Fortunately, the scandal had Donald spinning, acting questionably, and making contradicting statements every 12 hours or so. Shelly brought Donald to two physicians to determine whether or not he showed signs of dementia, or incapacity. Why? Because the Trust dictated that either co-trustee could be relieved of their powers if they were deemed incapacitated by two doctors. Both doctors diagnosed him as incapacitated, Shelly sold the team, and the Sterlings will make $2 Billion while the NBA quietly sticks the elephant back in the corner (what, you thought he was the only racist owner?).
As expected, Donald sued when he came out of his funk. On Monday, July 28, 2014, the LA Superior Court ruled that the doctors who had examined Donald Sterling and ruled him mentally incapacitated had acted appropriately. The trial was narrow in scope, focusing on three issues: whether Shelly Sterling had followed the directions of the trust in removing her husband as co-trustee; whether the probate court had jurisdiction over the matter; and if Shelly Sterling won, whether the sale could proceed even if the decision was appealed.
Although Donald is planning to appeal, he will likely lose the appeal for boring legal reasons you don’t want to read about. But Donald should be happy that the Trust worked exactly as it was designed to.
What if Donald was tired of owning the team and wanted to sell it, but Shelly didn’t want to? And what if Shelly was suffering from early Alzheimer’s and was irrational in her refusal?
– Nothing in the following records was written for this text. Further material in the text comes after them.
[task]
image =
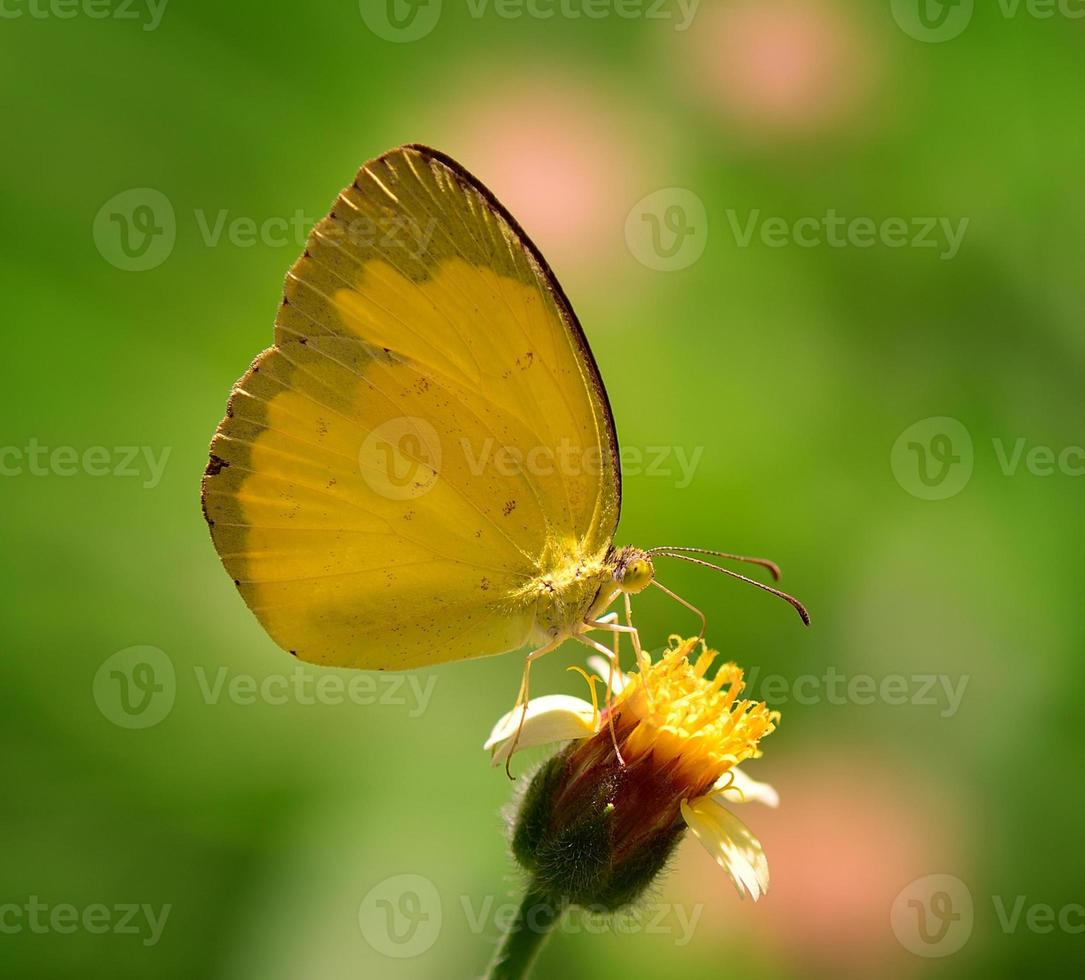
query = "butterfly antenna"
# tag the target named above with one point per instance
(790, 599)
(689, 606)
(674, 551)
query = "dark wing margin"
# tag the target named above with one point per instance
(561, 301)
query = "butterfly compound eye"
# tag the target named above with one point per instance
(637, 575)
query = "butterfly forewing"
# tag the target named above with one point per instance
(429, 427)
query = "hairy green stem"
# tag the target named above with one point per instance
(526, 933)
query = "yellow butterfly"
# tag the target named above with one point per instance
(424, 466)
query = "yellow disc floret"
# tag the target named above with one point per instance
(698, 726)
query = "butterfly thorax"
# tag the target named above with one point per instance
(565, 589)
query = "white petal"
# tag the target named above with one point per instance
(602, 667)
(742, 789)
(730, 842)
(549, 718)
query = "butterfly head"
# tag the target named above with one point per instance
(634, 570)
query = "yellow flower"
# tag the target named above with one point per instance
(662, 756)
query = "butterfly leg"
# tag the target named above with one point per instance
(522, 698)
(611, 656)
(607, 623)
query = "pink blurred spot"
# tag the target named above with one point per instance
(846, 838)
(780, 65)
(560, 154)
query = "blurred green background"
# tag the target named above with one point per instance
(268, 825)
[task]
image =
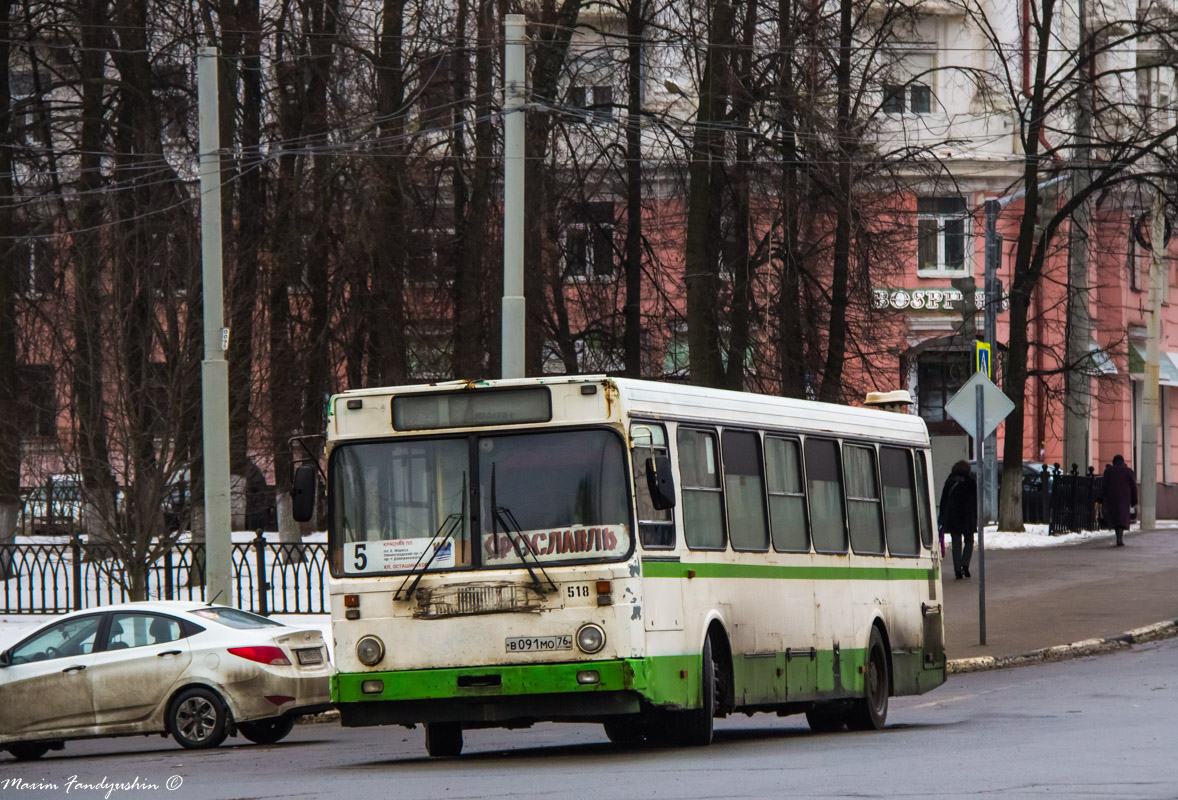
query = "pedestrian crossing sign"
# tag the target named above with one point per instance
(983, 361)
He would have been able to avail himself of the very clause Shelly used. Get two doctors to properly diagnose her, remove her as co-trustee, and handle the assets as he sees fit.
Many of you may not know that you don’t have to choose two doctors. You can pick anyone to make a determination of incapacity, including the other spouse. You can require a court order that takes months to accomplish. Donald probably wishes he chose this last option, but I’m sure somewhere in the back of his head, he wanted an easier way to manage the Trust if Shelly was incapacitated.
As one of my standard “horror stories” I tell in seminars I give, there are other power triggers that one spouse can use against another because of shoddy wording. I once had a client whose husband was taking money from the community to give to a 20-something fitness instructor he had a crush on. The Trust revealed that he actually had the power to create a second trust, transfer all the property there, and give her everything had he wanted to. Both co-trustees had that power. Scary. If the Sterling Trust contained that clause, Shelly could have done whatever she wanted without even seeking doctors’ opinions. (The happy ending in my story is that we used that clause to transfer the property and kept hubby from dipping into the funds anymore).
At the end of the day, Donald lost his case. He really seemed to be fighting for his reputation and enjoyment of being a team owner and can’t cry too hard over splitting $2 Billion when he paid only $12.5 Million back in 1981. But, as a successful, shrewd businessman, I’m sure there’s a part of him that appreciates his Trust can be used as he intended, if the need arises.
And this is why it’s always a good idea to have your Trust reviewed every few years.